Segundo a Abraji, alguns jornalistas passaram a receber ameaças e ofensas após uma influenciadora bolsonarista divulgar um vídeo em que acusa profissionais de imprensa que estavam na porta do Hospital DF Star, à espera de informações atualizadas sobre o estado de saúde de Bolsonaro, de desejarem a morte do ex-presidente. O vídeo foi compartilhado por parlamentares e também pela ex-primeira-dama Michelle Bolsonaro, que tem mais de 8 milhões de seguidores nas redes sociais.

A Abraji classificou a divulgação do conteúdo, sem qualquer verificação prévia, como um gesto irresponsável. Segundo a associação, o vídeo foi deturpado e expôs jornalistas que estavam simplesmente exercendo seu trabalho a ameaças e difamações. Em nota divulgada neste domingo (15), a entidade afirmou que é inadmissível que parlamentares e figuras públicas utilizem sua influência para estimular campanhas de difamação e incitar agressões contra profissionais da imprensa, ressaltando que esse tipo de ataque representa uma ameaça direta à liberdade de imprensa e à democracia.

De acordo com a associação, as agressões não ficaram restritas ao ambiente digital. Ao menos duas repórteres teriam sido atacadas presencialmente após serem reconhecidas na rua. A Abraji também denunciou a circulação de montagens e vídeos manipulados com o uso de inteligência artificial, incluindo um conteúdo que simula o esfaqueamento de uma jornalista, além da divulgação de fotos de filhos e familiares de profissionais da imprensa como forma de intimidação e assédio.

Em nota conjunta, a Fenaj e o Sindicato dos Jornalistas do Distrito Federal cobraram proteção aos trabalhadores e reforço na segurança em frente ao hospital. As entidades destacaram que é dever do Estado garantir a segurança de profissionais em locais públicos e de interesse jornalístico e pediram investigação rigorosa das ameaças, com identificação e punição dos responsáveis pelos ataques virtuais e pela exposição indevida de dados dos jornalistas.

As organizações também defenderam que as empresas de comunicação garantam condições seguras de trabalho, oferecendo apoio jurídico aos profissionais e permitindo que sejam retirados do local caso não se sintam seguros. As entidades afirmaram ainda que o jornalismo é essencial para levar fatos ao conhecimento público e não pode ser cerceado por métodos de coação física ou psicológica.

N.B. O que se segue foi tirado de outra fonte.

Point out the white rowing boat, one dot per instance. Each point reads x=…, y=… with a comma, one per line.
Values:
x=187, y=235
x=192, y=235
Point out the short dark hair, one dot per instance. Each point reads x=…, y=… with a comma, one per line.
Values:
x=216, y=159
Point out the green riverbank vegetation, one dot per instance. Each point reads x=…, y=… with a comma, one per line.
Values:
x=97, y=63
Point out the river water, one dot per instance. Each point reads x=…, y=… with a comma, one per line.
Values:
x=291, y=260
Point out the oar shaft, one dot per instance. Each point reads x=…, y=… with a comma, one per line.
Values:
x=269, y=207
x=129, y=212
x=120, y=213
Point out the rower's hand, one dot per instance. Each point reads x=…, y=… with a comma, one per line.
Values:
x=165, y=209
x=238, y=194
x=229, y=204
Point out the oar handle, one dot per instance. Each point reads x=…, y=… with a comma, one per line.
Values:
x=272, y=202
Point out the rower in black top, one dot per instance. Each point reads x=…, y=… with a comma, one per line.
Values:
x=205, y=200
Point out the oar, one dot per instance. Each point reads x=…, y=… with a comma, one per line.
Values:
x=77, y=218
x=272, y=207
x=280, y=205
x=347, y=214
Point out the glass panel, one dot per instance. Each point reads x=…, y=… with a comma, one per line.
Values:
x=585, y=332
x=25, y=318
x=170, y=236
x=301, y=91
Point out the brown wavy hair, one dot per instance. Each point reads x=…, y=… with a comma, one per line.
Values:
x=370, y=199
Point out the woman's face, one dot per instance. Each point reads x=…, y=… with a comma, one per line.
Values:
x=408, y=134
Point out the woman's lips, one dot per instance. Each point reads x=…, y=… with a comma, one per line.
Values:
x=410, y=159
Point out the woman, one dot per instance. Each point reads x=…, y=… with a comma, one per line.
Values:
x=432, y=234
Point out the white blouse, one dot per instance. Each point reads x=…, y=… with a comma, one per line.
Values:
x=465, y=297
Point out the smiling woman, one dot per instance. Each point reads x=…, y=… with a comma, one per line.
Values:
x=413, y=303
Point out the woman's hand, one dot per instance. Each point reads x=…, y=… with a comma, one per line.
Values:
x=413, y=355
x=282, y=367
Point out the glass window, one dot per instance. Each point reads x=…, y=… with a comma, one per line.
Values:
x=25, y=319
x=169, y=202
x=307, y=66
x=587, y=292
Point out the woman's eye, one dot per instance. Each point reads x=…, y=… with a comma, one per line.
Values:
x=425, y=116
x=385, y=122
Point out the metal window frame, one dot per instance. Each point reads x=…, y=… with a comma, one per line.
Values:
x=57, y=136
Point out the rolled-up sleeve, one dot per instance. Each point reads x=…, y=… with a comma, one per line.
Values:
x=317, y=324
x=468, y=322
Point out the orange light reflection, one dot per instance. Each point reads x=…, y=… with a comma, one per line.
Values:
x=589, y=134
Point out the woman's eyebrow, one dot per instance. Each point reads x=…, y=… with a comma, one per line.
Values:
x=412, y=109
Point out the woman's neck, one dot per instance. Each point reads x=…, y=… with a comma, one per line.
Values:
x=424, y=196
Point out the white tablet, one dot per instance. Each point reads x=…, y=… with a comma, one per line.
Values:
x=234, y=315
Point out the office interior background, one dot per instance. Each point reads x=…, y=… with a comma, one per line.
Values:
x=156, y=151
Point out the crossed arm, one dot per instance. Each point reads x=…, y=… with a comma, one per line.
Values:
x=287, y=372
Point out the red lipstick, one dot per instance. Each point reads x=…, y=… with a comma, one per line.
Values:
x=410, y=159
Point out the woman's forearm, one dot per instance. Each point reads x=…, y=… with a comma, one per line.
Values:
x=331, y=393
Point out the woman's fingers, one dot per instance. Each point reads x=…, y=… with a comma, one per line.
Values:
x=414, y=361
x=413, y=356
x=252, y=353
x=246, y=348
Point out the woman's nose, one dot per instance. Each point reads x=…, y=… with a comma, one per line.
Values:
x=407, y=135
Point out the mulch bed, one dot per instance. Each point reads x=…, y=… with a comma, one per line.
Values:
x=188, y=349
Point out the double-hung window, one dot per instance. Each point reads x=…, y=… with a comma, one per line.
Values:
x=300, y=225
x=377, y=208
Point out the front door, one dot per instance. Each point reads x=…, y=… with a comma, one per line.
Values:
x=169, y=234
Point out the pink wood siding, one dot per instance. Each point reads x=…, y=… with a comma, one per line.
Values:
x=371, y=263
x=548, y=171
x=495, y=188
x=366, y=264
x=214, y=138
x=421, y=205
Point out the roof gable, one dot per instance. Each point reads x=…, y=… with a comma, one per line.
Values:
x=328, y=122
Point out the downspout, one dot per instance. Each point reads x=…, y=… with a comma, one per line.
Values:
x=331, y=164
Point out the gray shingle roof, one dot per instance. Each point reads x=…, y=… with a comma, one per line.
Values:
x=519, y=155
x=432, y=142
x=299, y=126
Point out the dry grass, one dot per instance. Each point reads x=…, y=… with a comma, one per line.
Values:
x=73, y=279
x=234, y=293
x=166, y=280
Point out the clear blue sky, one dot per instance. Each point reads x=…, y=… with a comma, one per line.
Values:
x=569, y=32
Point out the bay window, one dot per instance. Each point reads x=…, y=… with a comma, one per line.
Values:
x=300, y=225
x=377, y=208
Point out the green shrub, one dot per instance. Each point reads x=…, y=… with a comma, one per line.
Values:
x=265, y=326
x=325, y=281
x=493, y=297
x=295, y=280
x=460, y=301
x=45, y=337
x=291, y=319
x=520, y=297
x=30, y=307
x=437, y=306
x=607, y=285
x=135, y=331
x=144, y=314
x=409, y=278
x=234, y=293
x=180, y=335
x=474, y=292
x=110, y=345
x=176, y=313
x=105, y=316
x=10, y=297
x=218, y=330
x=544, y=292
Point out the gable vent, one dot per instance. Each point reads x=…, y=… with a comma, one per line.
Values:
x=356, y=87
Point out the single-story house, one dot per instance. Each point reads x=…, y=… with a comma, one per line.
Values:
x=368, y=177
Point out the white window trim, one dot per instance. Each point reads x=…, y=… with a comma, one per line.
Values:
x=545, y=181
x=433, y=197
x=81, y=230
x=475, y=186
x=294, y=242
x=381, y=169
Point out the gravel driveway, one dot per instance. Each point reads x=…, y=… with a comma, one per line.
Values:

Bolsonaro está internado na Unidade de Terapia Intensiva (UTI) do Hospital DF Star desde a manhã de sexta-feira (13), tratando uma broncopneumonia bacteriana bilateral de provável origem aspirativa. Segundo boletim médico divulgado neste domingo, o quadro clínico é considerado estável e houve melhora na função renal nas últimas 24 horas, mas, devido à elevação de marcadores inflamatórios no sangue, os médicos decidiram ampliar a dosagem de antibióticos. Ainda não há previsão de quando ele poderá deixar a UTI. Após a alta hospitalar, o ex-presidente deverá retornar ao Complexo Penitenciário da Papuda, em Brasília, onde cumpre pena de 27 anos e 3 meses de prisão por tentativa de golpe de Estado e outros crimes.